Carlo ammette di esserci cascato, ma di non volerlo rifare. Marianna ricorda che, in cambio dell’entrata alla facoltà di Scienze motorie, a cui aveva tutti i titoli per accedere, chiesero il voto a lei e a suo padre. Emilia parla di un voto ceduto per un incarico di scrutatore. Angela di voti dati in cambio della promozione dei figli a scuola. Ermanno, dalla provincia di Caserta, cita voti in cambio di bollette pagate. Sandra ricorda una pratica degli anni ‘50 “in auge” ancora oggi: distribuzione di pacchi di pasta prima delle elezioni.
Simona scrive che, in Salento, vengono dati voti in cambio di bombole del gas per il riscaldamento. Francesco sa addirittura di 25 euro per la preferenza alle primarie. Piperita ricorda a Bari, nel 2006, di un voto in cambio di 25 euro e un paio di scarpe da ginnastica. Emanuela ricorda come la zia e la sua famiglia avessero dato il voto a un candidato per un avanzamento nelle liste d’attesa per visite mediche. Antonella, la prima assunzione, nel 1989, l’ha avuta così, in cambio di un voto. Roberto descrive navette organizzate a Pozzuoli per accompagnare al seggio persone scortate fino alla soglia delle urne, per fare pressione psicologica. Celine, da Aosta, parla di voto in cambio dello sconto sull’assicurazione.

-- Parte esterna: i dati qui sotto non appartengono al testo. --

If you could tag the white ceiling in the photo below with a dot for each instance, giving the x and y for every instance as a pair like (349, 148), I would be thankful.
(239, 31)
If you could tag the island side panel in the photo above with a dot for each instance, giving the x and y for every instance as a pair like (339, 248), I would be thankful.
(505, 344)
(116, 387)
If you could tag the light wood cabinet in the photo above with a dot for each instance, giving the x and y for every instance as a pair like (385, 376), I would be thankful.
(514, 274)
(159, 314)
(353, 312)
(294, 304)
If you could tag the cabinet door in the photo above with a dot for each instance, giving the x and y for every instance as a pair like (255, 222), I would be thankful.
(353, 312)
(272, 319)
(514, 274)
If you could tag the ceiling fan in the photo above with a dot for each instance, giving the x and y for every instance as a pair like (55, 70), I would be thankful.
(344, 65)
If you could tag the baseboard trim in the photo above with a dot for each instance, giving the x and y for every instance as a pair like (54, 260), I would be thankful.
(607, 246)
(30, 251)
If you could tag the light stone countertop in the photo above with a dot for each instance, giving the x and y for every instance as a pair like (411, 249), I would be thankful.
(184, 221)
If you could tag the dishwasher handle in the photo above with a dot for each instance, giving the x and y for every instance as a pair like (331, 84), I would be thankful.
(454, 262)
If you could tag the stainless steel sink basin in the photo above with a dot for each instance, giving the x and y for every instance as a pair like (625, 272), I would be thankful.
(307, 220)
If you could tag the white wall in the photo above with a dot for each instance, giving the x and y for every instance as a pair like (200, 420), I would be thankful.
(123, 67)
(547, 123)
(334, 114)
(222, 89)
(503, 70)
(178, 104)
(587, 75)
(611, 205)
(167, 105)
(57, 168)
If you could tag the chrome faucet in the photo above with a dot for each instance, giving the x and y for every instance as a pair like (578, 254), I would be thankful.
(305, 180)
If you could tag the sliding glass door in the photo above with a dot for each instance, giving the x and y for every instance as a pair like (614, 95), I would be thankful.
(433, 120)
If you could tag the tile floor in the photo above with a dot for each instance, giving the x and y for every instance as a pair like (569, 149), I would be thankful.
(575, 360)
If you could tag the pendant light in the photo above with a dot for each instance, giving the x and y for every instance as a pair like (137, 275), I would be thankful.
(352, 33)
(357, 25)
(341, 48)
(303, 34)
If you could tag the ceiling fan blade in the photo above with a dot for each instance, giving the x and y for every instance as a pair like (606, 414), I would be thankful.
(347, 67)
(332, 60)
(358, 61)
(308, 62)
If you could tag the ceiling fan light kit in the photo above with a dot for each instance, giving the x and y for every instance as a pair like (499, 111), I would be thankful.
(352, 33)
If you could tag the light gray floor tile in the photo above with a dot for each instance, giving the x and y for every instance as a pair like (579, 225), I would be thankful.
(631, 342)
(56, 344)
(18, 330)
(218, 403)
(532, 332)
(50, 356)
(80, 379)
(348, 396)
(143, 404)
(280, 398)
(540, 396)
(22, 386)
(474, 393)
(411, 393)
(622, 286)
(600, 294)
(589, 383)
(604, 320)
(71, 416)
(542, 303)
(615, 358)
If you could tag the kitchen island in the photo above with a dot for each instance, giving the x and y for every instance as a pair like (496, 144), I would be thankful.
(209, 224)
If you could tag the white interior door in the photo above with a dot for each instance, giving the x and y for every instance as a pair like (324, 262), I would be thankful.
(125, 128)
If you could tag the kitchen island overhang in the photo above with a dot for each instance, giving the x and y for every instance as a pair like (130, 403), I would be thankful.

Rossella da Castrovillari scrive che, nella sua città, un politico ha contattato gli studenti fuori sede per chiedere il voto in cambio di un volo andata e ritorno. Giulia da Padova segnala addirittura che venivano distribuiti grembiuli in cambio di voti. Vincenzo dalla Sicilia riporta un meccanismo secondo cui un voto valeva un buono benzina da cinquanta euro. Rossana da Colleferro dichiara di aver assistito a una campagna elettorale in cui la minaccia era che, se non avesse vinto il candidato di riferimento, avrebbero chiuso la scuola calcio. Sergio da Casoria spiega che, in cambio del voto, era stata promessa l’illuminazione di un quartiere. Ennesimo diritto comprato: prima delle elezioni furono piantati i pali senza lampioni. Dopo aver vinto le elezioni, il politico che l’aveva promesso fece mettere anche le luci. È evidente che questa prassi è assolutamente trasversale. Riguarda tutti i partiti in tutta Italia, quindi la partitocrazia nel suo complesso, tranne poche eccezioni, irrilevanti ai fini di un’analisi. Marisa mi ricorda che in Tanzania, sulla porta del presidente di una regione, c’è una scritta in swahili che, tradotta, vuol dire: “La corruzione uccide il diritto”. Ecco, imparerei da questo presidente tanzaniano e aggiungerei, poi, che la ragione per la quale è fondamentale debellare la corruzione è che la vita del diritto è l’unica garanzia per il diritto alla vita.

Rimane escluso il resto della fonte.